Arashiyama, a region of Kyoto that, after the trip there which I am about to describe, has easily become my favorite area of Kyoto! Aside from being set amongst a beautiful landscape,
Arashiyama has many other things going for it as well. For example, it is very easily accessible considering it has not one, but two train stations in town; a JR station and a Randen station. Depending on where you’re coming from or going to, both are very useful and convenient. Furthermore, there is a fantastic, quaint little town strip going through Arashiyama that has lots of shops for souvenirs, food, kimono/yukata rental, etc… Then there’re the sightseeing opportunities! There are an abundance of beautiful temples and shrines in this region of Kyoto, many of which have substantial cultural and historical significance. Then of course, there are the bamboo forests of Arashiyama, which are perhaps the region’s most famous landmark. And finally, after hiking a small mountain you will find yourself in the company of the only monkey species native to Japan, the Macaque.
Despite all of these amazing opportunities being in such close proximity and allowing us to see so much in so little time, the highlight of Arashiyama for us was where we lodged; the Arashiyama Benkei Ryokan, a traditional Japanese-style inn. This takes us to where my previous post left off. After killing time in town, we were finally allowed to check in at 4pm. Once we did, we experienced nothing but serene relaxation until 11am the next day. Once we had been shown our room and allowed a few minutes to settle, a hostess came in to prepare some tea for us and asked us when we would like to have dinner. We said 7:30, and then proceeded to enjoy the hot springs. The ryokan has their own separated public baths, but our room also had a private open-air bath with views out to the surrounding mountains.

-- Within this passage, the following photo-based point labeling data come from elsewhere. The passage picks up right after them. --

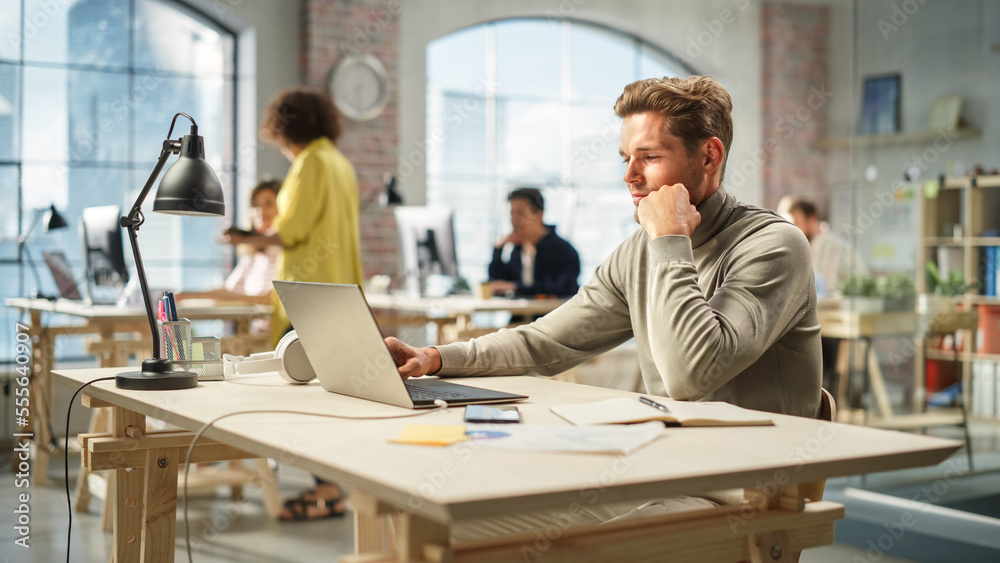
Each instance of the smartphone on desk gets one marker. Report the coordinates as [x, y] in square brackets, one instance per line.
[488, 414]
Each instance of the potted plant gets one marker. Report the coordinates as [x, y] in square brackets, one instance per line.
[941, 291]
[897, 290]
[860, 293]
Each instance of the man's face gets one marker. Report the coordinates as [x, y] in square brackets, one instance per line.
[808, 225]
[654, 158]
[523, 216]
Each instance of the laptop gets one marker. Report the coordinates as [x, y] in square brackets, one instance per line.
[344, 345]
[62, 274]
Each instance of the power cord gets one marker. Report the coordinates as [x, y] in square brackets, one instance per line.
[439, 403]
[69, 500]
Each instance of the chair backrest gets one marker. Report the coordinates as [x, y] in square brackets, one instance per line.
[827, 411]
[827, 406]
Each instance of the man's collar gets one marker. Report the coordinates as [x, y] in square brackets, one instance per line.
[714, 214]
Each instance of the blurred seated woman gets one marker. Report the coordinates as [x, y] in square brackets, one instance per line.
[250, 280]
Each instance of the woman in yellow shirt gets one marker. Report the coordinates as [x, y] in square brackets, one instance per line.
[318, 204]
[316, 228]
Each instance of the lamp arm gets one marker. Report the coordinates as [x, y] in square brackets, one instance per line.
[131, 223]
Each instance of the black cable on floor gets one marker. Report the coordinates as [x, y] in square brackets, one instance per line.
[69, 500]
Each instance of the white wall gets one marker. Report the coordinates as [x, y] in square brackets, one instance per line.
[731, 53]
[939, 49]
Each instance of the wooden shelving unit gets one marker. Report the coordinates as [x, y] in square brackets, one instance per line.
[972, 203]
[909, 138]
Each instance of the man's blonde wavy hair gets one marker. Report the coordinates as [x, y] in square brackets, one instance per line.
[696, 109]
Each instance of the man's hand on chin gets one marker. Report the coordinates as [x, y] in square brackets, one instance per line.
[668, 211]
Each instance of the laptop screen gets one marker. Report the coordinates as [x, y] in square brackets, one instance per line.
[62, 274]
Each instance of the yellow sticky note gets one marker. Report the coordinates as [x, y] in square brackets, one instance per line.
[432, 435]
[931, 189]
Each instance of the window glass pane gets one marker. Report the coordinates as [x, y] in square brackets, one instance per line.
[74, 116]
[8, 211]
[465, 50]
[529, 141]
[456, 136]
[10, 30]
[88, 32]
[654, 65]
[528, 58]
[480, 205]
[167, 37]
[200, 98]
[596, 132]
[603, 63]
[10, 135]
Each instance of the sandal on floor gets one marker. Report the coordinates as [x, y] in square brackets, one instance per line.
[302, 508]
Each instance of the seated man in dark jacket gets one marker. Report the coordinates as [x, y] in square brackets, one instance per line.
[540, 263]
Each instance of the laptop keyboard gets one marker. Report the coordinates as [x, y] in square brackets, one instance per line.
[419, 392]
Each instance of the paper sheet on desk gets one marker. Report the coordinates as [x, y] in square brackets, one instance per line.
[592, 439]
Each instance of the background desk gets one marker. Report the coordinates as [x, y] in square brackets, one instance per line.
[854, 326]
[106, 321]
[451, 314]
[438, 486]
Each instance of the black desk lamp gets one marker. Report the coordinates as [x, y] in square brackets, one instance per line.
[53, 220]
[190, 187]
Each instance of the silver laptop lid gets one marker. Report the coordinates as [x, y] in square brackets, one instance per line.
[342, 341]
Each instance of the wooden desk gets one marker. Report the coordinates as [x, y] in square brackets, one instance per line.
[106, 321]
[453, 312]
[436, 487]
[854, 326]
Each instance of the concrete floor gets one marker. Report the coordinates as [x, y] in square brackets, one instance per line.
[228, 530]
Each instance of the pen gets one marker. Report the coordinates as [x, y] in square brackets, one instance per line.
[654, 404]
[173, 306]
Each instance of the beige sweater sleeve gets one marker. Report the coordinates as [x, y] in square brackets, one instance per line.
[699, 344]
[594, 321]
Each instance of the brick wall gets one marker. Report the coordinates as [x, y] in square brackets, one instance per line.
[795, 97]
[332, 29]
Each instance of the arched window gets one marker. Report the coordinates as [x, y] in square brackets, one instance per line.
[87, 91]
[528, 102]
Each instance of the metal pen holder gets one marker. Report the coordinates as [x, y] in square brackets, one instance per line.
[202, 355]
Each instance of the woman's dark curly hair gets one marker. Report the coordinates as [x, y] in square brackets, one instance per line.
[297, 116]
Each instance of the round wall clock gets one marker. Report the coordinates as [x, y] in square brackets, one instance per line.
[359, 87]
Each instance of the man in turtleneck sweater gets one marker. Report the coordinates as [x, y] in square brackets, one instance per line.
[719, 295]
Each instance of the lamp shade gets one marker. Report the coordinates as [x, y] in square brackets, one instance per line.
[53, 220]
[190, 186]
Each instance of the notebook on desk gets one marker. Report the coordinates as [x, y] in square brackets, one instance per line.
[344, 345]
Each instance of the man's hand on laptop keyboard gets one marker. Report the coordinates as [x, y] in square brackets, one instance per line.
[413, 362]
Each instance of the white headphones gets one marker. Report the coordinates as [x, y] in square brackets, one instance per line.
[288, 359]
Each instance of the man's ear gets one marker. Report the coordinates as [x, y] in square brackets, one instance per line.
[714, 153]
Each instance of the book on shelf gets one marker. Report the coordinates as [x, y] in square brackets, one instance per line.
[984, 390]
[623, 410]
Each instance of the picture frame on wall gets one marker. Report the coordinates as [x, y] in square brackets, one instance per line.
[880, 105]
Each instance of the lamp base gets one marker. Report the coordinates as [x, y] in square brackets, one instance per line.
[156, 375]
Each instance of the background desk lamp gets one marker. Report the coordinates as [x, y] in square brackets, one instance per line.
[190, 187]
[53, 220]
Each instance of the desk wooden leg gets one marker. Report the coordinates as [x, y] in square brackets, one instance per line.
[41, 383]
[159, 519]
[129, 499]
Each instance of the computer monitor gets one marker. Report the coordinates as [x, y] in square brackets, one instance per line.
[103, 253]
[62, 274]
[427, 243]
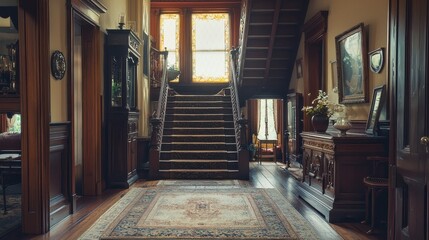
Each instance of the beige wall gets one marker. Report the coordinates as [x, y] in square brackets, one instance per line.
[58, 41]
[343, 15]
[114, 10]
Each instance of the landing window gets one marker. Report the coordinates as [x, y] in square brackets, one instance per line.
[170, 38]
[210, 45]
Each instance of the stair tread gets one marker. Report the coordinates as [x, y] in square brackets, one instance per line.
[199, 151]
[189, 135]
[190, 128]
[197, 170]
[204, 121]
[197, 160]
[197, 107]
[199, 143]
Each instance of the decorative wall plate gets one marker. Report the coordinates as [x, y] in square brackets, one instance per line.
[58, 65]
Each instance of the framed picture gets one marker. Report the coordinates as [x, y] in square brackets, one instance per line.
[298, 68]
[352, 65]
[374, 112]
[334, 76]
[376, 60]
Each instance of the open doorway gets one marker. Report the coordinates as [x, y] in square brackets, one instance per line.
[85, 109]
[10, 120]
[266, 128]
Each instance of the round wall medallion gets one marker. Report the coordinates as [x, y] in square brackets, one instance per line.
[58, 65]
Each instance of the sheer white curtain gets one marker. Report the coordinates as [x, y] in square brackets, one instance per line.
[267, 124]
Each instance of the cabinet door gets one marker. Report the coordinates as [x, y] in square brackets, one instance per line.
[294, 127]
[129, 155]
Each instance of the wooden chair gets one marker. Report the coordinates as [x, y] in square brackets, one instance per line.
[376, 184]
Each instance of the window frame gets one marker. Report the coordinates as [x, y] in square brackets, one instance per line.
[185, 46]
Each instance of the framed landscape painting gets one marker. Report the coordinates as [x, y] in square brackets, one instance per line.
[352, 65]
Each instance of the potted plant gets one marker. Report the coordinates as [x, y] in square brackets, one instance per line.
[321, 110]
[172, 73]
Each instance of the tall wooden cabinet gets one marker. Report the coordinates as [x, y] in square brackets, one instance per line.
[121, 106]
[293, 129]
[333, 170]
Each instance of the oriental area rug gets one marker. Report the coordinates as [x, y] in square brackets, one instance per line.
[201, 213]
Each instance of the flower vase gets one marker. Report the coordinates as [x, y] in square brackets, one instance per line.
[342, 124]
[320, 122]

The next morning, we enjoyed our breakfast fairly early in order to check out and go see the sights of Arashiyama that I mentioned at the beginning of this post. We were able to leave our heavy bags there fortunately. As we left, one of the hostesses offered to take our picture for us out front of the ryokan,
and then as we left, she maintained a very low bow until we were completely out of sight. Our first stop was the famous Tenryu-ji temple. In depth information about this historic temple can be found HERE. The short story is that this temple was the first of the five major Zen Buddhist temples to be established in Kyoto, dating back to the year 1345. This site has, unfortunately, been devastated by major fires no less than eight times! However, each time rehabilitation efforts have been made to great success. It stands today as a Special Place of Scenic Beauty, a designation made by the Japanese government, as well as a UNESCO-registered World Heritage Site.
Near the end of the walking path however, there was a pay-to-enter garden that had been designed and built by a famous Japanese silent film actor. We heard good things from a person walking out, mentioning in particular a lack of crowds as well as a complimentary cup of mattcha and a Japanese sweet. So we decided to check it out. The garden had particularly beautiful moss gardens, as well as beautifully built paths that wound up a short mountain to reveal breathtaking scenery.
At this point we were all starting to get a bit fatigued. Of course, we enjoyed the tea and sweets offered at the garden, but then we made our way back across town towards the ryokan because in order to make it to the monkeys we had to backtrack a bit. That allowed us to hit up that nice coffee shop though which provided us with a nice pick-me-up. We were to need it too, because in order to reach the monkey’s lair we would have to hike up a not-so-shallow mountain.
When we arrived, we were happy to see that the monkeys were, in fact, very free. It seemed to us that they all simply chose to hang out around there. The monkeys were all roaming around cage-free, even hanging out on top of buildings for shade occasionally!
They were incredibly cute, but having felt like we were invading their territory, we didn’t linger here either, so we began our hike back down after about 15 minutes. After that, we made our way back to the ryokan for a final time before beginning our journey back to Osaka. Mom’s time in Japan was rapidly drawing to a close, with her flight leaving the next day from Kansai International. A few hours later and multiple train transfers later, we had settled into our hotel in Shin-Osaka and decided to unceremoniously commemorate mom’s last night in Japan at an Indian restaurant!